Not the roadside assistance.
Not the patch.
Just covered. ✝️
And in that moment, I felt it again:
Sometimes God doesn’t remove the storm.
Sometimes He just keeps you from blowing the donut out on the highway.
Sometimes the blessing isn’t the miracle.
Sometimes it’s the protection in the small, overlooked moments.
Marriage: Honesty That Hurts But Heals ❤️🩹
One of the hardest truths is that our spouses see us at our worst.
They don’t always say things in the most helpful way, but I’m fortunate enough to have a wife who is brutally honest.
In the moment, it irritates me.
But after I cool down, I realize she’s right about 80 percent of the time (don’t tell her). 😅
God places certain people in our lives because they can reach us in ways no one else can.
It’s not always comfortable, but it’s real. And it’s needed.
My Son: A Lesson I Didn’t Expect 🎷🎯
My youngest son has always been my little mini me. And if you know him, you know we sometimes call him literal.
He inspires me.
He’s in band.
He plays the sax.
And somehow self taught himself to play the bassoon.
Recently he tried out for Lions Band. He put in the work, hit his goal, and even got the callback but didn’t make the final cut.
His response?
I hit my goal.
No anger.
No disappointment.
Just pride in the work he put in.
As a dad, that hit me.
If more adults carried that mindset, we’d accomplish so much more. 💛
My Church: What I Needed in This Season ⛪📖
We used to attend a big church. It worked for that season, but like many during COVID, we drifted.
Now I attend Simple Church and it feels like home. It reminds me of the church in South Carolina where I got saved.
What I appreciate most is how Pastor Frank Valenzano breaks Scripture down into simple, digestible truths. This past week’s message on Jacob, Esau, and Laban hit me hard.
Most of us live life in this order
Work → Pray → Know His Word
Completely backwards.
We work first.
Then pray for the outcome.
Then turn to Scripture when things fall apart.
But God’s order is different
Know His Word → Pray → Then Work
Pray before you plan.
Let His Word guide your next move.
I’ve been trying to retrain myself this week and honestly, surrendering control is harder than I expected.
A.R.T. Therapy: A Breakthrough 20 Years in the Making 🧠💡💔
For the first time in my life, I stopped running.
I walked into A.R.T. therapy ready to face something that has shaped me for over 20 years.
Before 5th or 6th grade, I went through a partial adoption. I remember my biological father giving up his parental rights because he couldn’t pay child support. As a kid, that moment planted anger, resentment, and abandonment deep in me.

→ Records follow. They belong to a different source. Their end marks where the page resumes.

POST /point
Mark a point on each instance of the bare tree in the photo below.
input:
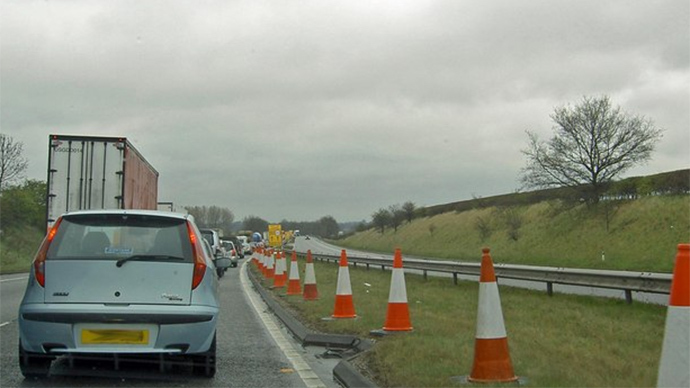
(12, 163)
(409, 208)
(593, 144)
(397, 216)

Fifteen years later, I confronted him. He told me he believed Tom, my mom’s husband, could give me a better life.
But because I held onto the pain, I never connected that it was actually an act of love.

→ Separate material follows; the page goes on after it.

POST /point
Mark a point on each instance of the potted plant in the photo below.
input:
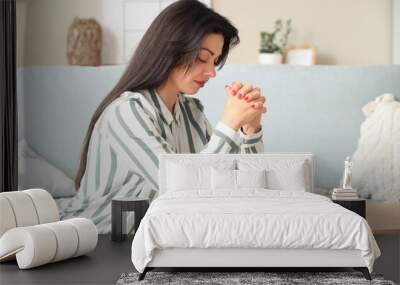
(272, 44)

That realization in therapy hit me hard.
I cried. And honestly, that’s an understatement.
For the first time, I saw clearly
My dad, Tom, whose middle and last name I took, stepped into a role that changed my life.
This Thanksgiving, I’m seeing life clearer than I have in 20 plus years.

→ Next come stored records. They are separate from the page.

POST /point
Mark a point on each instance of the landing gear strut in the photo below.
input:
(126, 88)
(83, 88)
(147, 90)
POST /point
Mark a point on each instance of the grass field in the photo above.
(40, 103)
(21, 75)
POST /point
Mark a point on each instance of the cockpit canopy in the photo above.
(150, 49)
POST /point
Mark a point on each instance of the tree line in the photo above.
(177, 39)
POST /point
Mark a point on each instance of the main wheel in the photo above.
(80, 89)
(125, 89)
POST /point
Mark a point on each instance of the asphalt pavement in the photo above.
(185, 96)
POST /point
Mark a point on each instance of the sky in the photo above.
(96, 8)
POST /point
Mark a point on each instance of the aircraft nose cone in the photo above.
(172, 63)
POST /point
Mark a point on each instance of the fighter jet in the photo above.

And I’m not running anymore.
Finding Blessings in the Storm 🌧️➡️✨
The storm isn’t over.
But I’m learning to see the blessings within it
the tire situation that could’ve gone much worse
a son showing me real resilience
a wife who speaks truth even when I don’t want to hear it
a church that feeds my spirit at a pace I can absorb
a therapist helping unpack wounds I buried
financial stress revealing unexpected provision
nights of anxiety turning into nights of prayer
A couple books recommended to me recently:
Total Forgiveness
Emotionally Healthy Spirituality (currently listening on Audible)
Two songs on repeat:
Counting My Blessings by Seph Schluester
Lord, I Need You by Matt Maher
Closing 🍁🙏
This Thanksgiving feels different.
Not easier.
Not lighter.
But clearer.
I’m learning that God doesn’t always calm the storm.
Sometimes He calms me first.
Sometimes He provides protection where I didn’t even know I needed it.
Sometimes He uses a flat tire to show me I’m still covered.
And sometimes
He lets me see blessings I missed the first time around.
I’m grateful today, even in the storm, especially in the storm.